Jaime

Personal information
- Full name: Jaime Turégano González
- Date of birth: 20 February 1992 (age 33)
- Place of birth: Madrid, Spain
- Height: 1.83 m (6 ft 0 in)
- Position(s): Left-back

Team information
- Current team: Trival Valderas

Youth career
- Atlético Pinto

Senior career*
- Years: Team / Apps / (Gls)
- 2010–2013: Atlético Pinto / 76 / (6)
- 2013–2014: Alcorcón B / 31 / (5)
- 2014–2015: Alcorcón / 2 / (0)
- 2014–2015: → Lealtad (loan) / 23 / (0)
- 2015–2017: Atlético Pinto / 61 / (7)
- 2017–2020: Las Rozas / 87 / (15)
- 2020–2021: Móstoles / 12 / (0)
- 2021–2022: Atlético Pinto
- 2023–2024: Cala Pozuelo
- 2024–: Trival Valderas / 6 / (0)

= Jaime Turégano =

Spanish footballer

Jaime Turégano González, simply known as Jaime (born 20 February 1992), is a Spanish professional footballer who plays as a left-back for Trival Valderas.

==Football career==
Born in Madrid, Jaime made his senior debuts with local Atlético de Pinto in the 2010–11 season, in the Tercera División.

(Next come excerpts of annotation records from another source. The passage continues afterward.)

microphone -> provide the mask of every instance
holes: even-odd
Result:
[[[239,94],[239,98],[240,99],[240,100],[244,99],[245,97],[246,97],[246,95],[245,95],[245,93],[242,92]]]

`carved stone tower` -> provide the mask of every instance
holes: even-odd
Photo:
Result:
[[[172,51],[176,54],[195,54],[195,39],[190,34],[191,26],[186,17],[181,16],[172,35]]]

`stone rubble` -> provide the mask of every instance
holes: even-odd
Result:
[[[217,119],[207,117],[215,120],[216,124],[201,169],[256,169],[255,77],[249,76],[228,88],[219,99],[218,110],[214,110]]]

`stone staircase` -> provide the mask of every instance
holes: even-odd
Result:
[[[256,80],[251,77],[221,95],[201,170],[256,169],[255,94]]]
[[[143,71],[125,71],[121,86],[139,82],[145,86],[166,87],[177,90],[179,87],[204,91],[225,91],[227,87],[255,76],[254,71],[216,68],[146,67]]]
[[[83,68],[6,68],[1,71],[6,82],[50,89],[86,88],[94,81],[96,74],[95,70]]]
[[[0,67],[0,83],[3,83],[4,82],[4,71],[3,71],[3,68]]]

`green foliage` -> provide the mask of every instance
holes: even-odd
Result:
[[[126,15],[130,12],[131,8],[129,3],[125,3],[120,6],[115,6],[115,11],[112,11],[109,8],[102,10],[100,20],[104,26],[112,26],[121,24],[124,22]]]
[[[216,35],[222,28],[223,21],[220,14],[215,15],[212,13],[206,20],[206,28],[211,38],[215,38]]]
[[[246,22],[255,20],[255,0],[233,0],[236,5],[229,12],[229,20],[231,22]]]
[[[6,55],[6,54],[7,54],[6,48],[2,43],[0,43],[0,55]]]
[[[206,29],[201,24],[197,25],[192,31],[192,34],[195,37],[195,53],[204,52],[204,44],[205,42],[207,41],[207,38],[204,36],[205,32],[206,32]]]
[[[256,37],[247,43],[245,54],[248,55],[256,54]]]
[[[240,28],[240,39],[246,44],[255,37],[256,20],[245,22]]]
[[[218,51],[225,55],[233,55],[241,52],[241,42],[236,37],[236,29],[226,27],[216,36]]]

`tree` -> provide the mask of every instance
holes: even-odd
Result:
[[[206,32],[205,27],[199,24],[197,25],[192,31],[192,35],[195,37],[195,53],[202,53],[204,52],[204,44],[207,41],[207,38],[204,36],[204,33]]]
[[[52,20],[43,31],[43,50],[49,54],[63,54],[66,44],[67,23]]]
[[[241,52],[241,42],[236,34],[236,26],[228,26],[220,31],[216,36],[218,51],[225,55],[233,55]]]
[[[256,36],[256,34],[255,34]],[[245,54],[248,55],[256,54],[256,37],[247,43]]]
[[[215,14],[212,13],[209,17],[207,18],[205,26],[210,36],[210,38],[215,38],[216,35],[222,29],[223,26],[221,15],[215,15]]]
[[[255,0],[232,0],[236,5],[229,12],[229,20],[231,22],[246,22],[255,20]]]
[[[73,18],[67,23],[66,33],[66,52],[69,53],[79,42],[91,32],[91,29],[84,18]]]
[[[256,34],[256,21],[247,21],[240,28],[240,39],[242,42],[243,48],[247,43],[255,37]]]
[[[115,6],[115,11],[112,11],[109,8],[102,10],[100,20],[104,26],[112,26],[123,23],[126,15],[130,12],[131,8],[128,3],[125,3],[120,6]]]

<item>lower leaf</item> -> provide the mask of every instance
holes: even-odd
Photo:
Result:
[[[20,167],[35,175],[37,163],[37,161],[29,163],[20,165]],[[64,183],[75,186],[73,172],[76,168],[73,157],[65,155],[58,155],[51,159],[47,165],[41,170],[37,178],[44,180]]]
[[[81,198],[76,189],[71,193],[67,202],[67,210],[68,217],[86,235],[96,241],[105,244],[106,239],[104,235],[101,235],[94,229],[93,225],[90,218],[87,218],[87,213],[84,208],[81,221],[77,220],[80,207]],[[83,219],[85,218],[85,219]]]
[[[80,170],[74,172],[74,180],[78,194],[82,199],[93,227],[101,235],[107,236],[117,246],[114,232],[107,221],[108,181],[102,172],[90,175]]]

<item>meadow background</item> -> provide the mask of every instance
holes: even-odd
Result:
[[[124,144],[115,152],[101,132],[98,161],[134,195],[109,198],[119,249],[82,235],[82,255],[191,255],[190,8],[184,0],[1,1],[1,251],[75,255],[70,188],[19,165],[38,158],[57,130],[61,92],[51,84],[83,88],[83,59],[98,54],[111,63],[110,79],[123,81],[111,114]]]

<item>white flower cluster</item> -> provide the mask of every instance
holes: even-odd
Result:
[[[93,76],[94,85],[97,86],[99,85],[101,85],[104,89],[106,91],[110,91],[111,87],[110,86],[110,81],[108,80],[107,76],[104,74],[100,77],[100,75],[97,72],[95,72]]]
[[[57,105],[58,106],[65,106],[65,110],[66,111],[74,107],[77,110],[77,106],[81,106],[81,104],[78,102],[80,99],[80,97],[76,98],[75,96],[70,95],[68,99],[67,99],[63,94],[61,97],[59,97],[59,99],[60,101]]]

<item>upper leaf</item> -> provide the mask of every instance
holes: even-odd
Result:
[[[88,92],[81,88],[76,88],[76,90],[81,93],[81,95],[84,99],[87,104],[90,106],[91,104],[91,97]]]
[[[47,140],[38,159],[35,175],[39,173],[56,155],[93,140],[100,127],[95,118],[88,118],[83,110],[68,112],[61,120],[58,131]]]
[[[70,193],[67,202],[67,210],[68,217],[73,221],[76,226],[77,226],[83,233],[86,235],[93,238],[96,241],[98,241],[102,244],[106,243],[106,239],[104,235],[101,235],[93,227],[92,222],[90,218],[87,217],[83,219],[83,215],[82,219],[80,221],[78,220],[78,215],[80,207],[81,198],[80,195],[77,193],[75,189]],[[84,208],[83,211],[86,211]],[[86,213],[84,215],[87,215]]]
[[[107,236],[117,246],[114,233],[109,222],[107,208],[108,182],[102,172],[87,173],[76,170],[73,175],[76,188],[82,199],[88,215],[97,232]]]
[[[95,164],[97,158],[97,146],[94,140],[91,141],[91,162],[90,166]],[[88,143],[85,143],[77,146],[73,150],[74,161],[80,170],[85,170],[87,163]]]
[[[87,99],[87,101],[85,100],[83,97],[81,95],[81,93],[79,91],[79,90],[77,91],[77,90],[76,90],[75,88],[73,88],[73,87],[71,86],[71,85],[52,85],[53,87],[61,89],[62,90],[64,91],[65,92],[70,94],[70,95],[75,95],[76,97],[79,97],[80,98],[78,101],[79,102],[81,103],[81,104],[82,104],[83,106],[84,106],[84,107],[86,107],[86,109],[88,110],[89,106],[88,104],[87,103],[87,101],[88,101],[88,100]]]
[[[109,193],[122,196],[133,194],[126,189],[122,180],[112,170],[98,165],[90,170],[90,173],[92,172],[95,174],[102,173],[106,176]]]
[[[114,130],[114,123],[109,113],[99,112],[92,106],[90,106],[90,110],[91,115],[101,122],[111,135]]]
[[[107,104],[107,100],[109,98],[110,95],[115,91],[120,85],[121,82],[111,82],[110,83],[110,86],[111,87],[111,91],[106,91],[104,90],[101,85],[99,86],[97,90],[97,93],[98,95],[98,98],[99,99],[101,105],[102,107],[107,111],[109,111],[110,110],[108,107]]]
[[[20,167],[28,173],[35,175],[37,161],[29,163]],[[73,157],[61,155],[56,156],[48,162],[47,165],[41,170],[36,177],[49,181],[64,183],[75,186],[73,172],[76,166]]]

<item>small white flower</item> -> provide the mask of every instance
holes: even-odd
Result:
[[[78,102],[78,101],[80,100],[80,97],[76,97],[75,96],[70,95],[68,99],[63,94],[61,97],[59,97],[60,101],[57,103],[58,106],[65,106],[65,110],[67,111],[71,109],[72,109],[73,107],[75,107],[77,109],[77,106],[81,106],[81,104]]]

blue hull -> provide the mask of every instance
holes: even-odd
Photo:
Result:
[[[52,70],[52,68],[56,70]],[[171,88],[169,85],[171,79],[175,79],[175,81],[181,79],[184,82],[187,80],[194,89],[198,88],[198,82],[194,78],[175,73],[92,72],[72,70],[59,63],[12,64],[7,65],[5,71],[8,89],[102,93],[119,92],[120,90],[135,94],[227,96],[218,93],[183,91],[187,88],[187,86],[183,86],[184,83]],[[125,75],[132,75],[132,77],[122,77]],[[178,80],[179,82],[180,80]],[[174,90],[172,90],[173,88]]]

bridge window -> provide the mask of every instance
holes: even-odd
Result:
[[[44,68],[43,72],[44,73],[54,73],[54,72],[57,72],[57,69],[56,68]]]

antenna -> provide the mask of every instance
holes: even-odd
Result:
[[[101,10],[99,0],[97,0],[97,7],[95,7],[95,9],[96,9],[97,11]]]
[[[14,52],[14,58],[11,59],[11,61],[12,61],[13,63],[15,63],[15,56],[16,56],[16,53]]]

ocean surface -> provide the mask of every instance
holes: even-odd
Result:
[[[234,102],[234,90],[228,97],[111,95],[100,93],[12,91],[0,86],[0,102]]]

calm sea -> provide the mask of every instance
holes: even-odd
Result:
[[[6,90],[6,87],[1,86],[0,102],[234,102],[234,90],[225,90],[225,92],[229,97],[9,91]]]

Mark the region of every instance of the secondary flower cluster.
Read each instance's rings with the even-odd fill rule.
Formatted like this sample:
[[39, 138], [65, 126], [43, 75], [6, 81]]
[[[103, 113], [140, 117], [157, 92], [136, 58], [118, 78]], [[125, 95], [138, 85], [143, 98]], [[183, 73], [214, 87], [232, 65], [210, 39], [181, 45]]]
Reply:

On 16 July 2013 he rescinded his link with the club and joined neighbouring AD Alcorcón, being initially assigned to the reserves also in the fourth level.

On 18 January 2014 Jaime made his first appearance with the main squad, playing the last four minutes of a 4–0 away rout of CD Tenerife in the Segunda División. On 18 August he moved to CD Lealtad of the Segunda División B.